September brings largest single-month delinquency spike in a decade

3 factors combine to send delinquencies soaring

Mortgage delinquencies surged in September, bringing the largest single-month delinquency spike in a decade, according to the latest First Look data report from Black Knight.

Mortgage delinquencies soared by 13.2% in September, the largest monthly spike since November 2008, the report showed. This brought the total U.S. delinquency rate to 3.97%.

Black Knight explained three factors contributed to the increase in mortgage delinquencies, all hitting the month at once.

Typically, September sees an increase in mortgage delinquencies. Of the past 19 Septembers, 16 saw mortgage delinquencies increase with an average rise of 5.2%. This is the largest average for any month during the year.

The second factor that made mortgage delinquencies spike was that the month ended on a Sunday, which typically creates strong upward pressure on delinquencies, according to the report.

And finally, Hurricane Florence, which swept through the Eastern U.S. in September, caused delinquencies to spike by 38% month-over-month in the areas it touched. Already more than 6,000 borrowers have missed a payment as a direct result of the storm.

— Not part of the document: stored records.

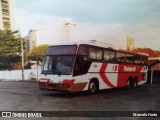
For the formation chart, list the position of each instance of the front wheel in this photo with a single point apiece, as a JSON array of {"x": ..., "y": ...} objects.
[{"x": 93, "y": 87}]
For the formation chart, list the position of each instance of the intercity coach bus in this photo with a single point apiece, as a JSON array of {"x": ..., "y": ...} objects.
[{"x": 91, "y": 66}]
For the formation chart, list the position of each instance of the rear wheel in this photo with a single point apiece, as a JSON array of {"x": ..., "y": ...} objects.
[{"x": 93, "y": 87}]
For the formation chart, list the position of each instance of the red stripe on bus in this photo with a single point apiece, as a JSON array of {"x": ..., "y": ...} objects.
[{"x": 104, "y": 77}]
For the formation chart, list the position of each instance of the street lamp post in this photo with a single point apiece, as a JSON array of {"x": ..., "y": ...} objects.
[{"x": 22, "y": 52}]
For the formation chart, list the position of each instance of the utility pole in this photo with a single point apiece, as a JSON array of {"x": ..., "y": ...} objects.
[{"x": 22, "y": 52}]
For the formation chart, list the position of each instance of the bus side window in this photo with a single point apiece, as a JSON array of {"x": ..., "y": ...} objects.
[
  {"x": 129, "y": 58},
  {"x": 95, "y": 53},
  {"x": 137, "y": 59},
  {"x": 109, "y": 55},
  {"x": 82, "y": 65}
]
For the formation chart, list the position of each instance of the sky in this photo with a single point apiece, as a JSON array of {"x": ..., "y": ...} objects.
[{"x": 106, "y": 20}]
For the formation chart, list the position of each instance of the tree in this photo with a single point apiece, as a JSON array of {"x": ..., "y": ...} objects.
[{"x": 38, "y": 52}]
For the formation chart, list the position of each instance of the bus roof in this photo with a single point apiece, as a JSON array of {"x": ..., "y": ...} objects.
[{"x": 97, "y": 43}]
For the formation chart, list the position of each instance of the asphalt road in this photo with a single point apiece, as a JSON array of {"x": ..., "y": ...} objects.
[{"x": 26, "y": 96}]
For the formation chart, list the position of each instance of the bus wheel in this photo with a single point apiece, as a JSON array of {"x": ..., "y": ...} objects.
[{"x": 93, "y": 86}]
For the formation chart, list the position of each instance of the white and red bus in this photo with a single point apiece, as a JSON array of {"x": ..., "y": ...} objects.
[{"x": 91, "y": 66}]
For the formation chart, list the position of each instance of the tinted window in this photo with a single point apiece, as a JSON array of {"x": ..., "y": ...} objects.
[
  {"x": 120, "y": 57},
  {"x": 109, "y": 55},
  {"x": 137, "y": 59},
  {"x": 62, "y": 50},
  {"x": 83, "y": 50},
  {"x": 95, "y": 54},
  {"x": 129, "y": 58}
]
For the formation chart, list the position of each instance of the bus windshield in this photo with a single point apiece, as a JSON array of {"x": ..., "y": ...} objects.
[{"x": 59, "y": 60}]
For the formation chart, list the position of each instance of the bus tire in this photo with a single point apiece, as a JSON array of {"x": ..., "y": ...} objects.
[{"x": 93, "y": 86}]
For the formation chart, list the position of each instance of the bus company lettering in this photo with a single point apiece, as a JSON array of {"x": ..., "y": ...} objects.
[{"x": 129, "y": 69}]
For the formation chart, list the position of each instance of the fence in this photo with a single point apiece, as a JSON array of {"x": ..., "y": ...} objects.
[{"x": 29, "y": 74}]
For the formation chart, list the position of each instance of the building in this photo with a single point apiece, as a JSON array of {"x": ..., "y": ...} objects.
[
  {"x": 68, "y": 32},
  {"x": 7, "y": 14},
  {"x": 130, "y": 43}
]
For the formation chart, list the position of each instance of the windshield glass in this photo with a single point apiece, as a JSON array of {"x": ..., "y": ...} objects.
[{"x": 60, "y": 65}]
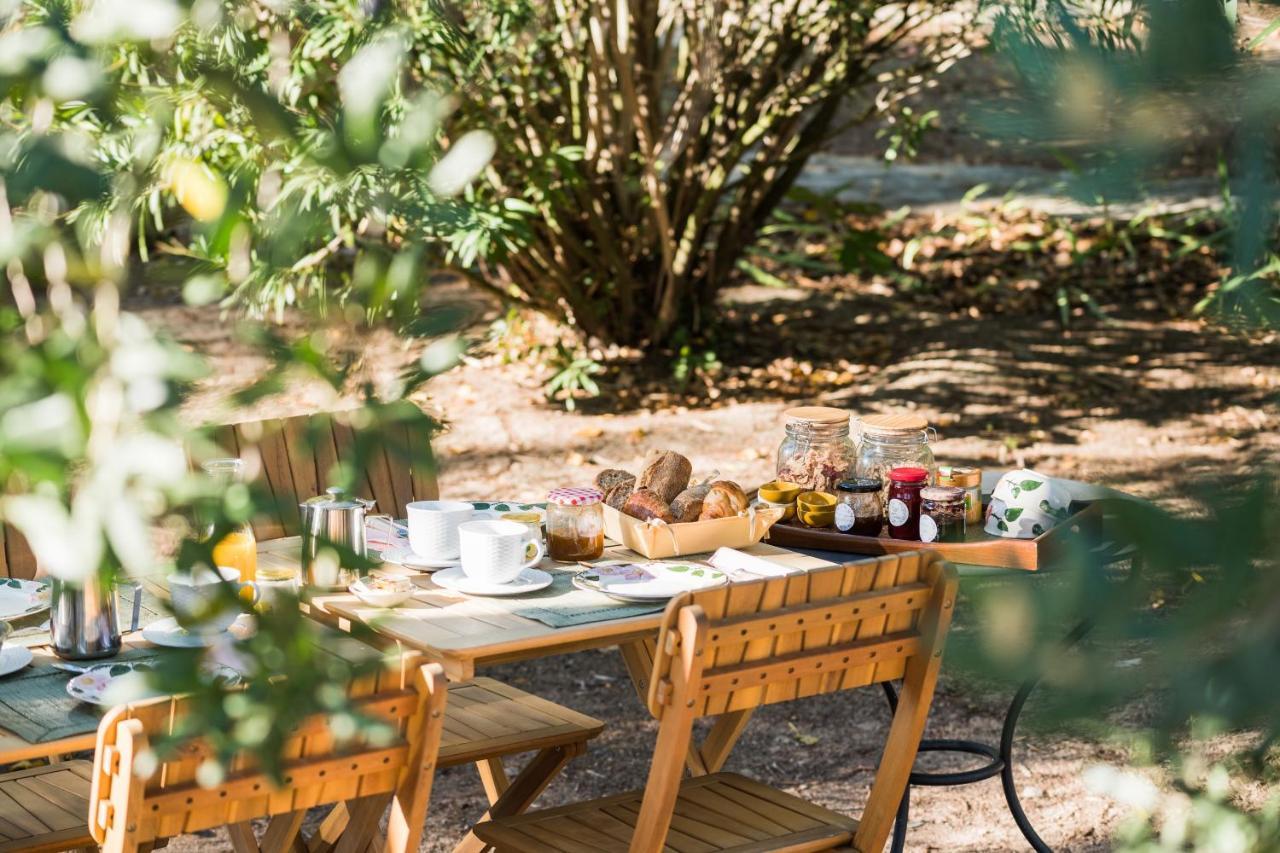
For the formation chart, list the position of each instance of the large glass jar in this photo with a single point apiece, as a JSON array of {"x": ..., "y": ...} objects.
[
  {"x": 575, "y": 524},
  {"x": 817, "y": 451},
  {"x": 894, "y": 441}
]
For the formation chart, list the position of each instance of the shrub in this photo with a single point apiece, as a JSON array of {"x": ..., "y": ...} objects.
[{"x": 641, "y": 145}]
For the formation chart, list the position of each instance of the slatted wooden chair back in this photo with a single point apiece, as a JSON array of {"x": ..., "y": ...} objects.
[
  {"x": 131, "y": 806},
  {"x": 296, "y": 457},
  {"x": 785, "y": 638}
]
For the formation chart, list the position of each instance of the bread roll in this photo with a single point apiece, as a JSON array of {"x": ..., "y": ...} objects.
[
  {"x": 611, "y": 477},
  {"x": 647, "y": 503},
  {"x": 667, "y": 475},
  {"x": 725, "y": 500},
  {"x": 618, "y": 495}
]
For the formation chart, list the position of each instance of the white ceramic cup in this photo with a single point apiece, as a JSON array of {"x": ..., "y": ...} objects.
[
  {"x": 433, "y": 528},
  {"x": 192, "y": 596},
  {"x": 496, "y": 551}
]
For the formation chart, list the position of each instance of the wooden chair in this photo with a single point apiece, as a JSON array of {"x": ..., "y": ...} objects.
[
  {"x": 132, "y": 808},
  {"x": 44, "y": 808},
  {"x": 293, "y": 456},
  {"x": 726, "y": 651}
]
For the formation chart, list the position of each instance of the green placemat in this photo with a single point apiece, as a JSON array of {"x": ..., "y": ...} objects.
[
  {"x": 33, "y": 630},
  {"x": 563, "y": 605},
  {"x": 35, "y": 705}
]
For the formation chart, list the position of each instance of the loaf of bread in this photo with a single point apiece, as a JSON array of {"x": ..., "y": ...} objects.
[
  {"x": 666, "y": 475},
  {"x": 725, "y": 500},
  {"x": 645, "y": 505},
  {"x": 618, "y": 495},
  {"x": 611, "y": 477}
]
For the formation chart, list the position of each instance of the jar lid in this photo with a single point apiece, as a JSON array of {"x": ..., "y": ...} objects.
[
  {"x": 959, "y": 475},
  {"x": 942, "y": 493},
  {"x": 859, "y": 484},
  {"x": 894, "y": 424},
  {"x": 826, "y": 415},
  {"x": 333, "y": 498},
  {"x": 575, "y": 496}
]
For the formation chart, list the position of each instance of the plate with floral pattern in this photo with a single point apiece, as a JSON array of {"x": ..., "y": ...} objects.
[
  {"x": 649, "y": 582},
  {"x": 110, "y": 684},
  {"x": 21, "y": 598}
]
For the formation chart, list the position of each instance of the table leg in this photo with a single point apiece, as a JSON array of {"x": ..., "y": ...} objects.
[{"x": 522, "y": 790}]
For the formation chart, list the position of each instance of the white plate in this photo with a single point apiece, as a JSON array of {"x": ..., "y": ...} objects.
[
  {"x": 526, "y": 582},
  {"x": 168, "y": 632},
  {"x": 21, "y": 598},
  {"x": 406, "y": 557},
  {"x": 110, "y": 684},
  {"x": 652, "y": 580},
  {"x": 13, "y": 658}
]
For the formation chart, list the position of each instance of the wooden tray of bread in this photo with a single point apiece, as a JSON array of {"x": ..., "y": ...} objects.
[
  {"x": 979, "y": 548},
  {"x": 662, "y": 514}
]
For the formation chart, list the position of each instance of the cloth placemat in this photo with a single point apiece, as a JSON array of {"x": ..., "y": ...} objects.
[
  {"x": 33, "y": 630},
  {"x": 563, "y": 605},
  {"x": 36, "y": 707}
]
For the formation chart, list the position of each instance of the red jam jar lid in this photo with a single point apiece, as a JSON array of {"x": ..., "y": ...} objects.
[{"x": 579, "y": 496}]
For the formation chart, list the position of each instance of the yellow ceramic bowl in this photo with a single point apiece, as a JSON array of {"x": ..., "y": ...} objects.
[
  {"x": 817, "y": 518},
  {"x": 789, "y": 510},
  {"x": 816, "y": 501},
  {"x": 780, "y": 492}
]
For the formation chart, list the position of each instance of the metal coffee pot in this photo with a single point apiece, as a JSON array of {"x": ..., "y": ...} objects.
[{"x": 332, "y": 519}]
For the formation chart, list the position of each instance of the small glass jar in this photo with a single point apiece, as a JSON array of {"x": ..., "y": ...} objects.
[
  {"x": 892, "y": 441},
  {"x": 904, "y": 502},
  {"x": 858, "y": 509},
  {"x": 942, "y": 514},
  {"x": 970, "y": 480},
  {"x": 575, "y": 524},
  {"x": 817, "y": 451}
]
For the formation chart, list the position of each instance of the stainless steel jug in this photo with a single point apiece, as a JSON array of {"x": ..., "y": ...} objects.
[
  {"x": 334, "y": 519},
  {"x": 83, "y": 619}
]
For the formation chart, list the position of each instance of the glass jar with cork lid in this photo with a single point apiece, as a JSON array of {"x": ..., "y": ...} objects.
[
  {"x": 899, "y": 439},
  {"x": 817, "y": 451}
]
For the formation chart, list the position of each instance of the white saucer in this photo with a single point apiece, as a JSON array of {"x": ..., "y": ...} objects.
[
  {"x": 13, "y": 658},
  {"x": 526, "y": 582},
  {"x": 168, "y": 632},
  {"x": 405, "y": 556}
]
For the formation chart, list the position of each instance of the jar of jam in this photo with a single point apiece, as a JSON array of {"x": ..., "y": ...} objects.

But the report did have positive news for the mortgage market. Foreclosure starts plummeted 15.1% from August to nearly an 18-year low. This was also down 11.5% from September 2017. The month’s double-digit decline brought foreclosure starts to just 40,000 for the month.

Also, both the inventory of loans in active foreclosure and the foreclosure rate fell below their pre-recession averages for the first time since the financial crisis.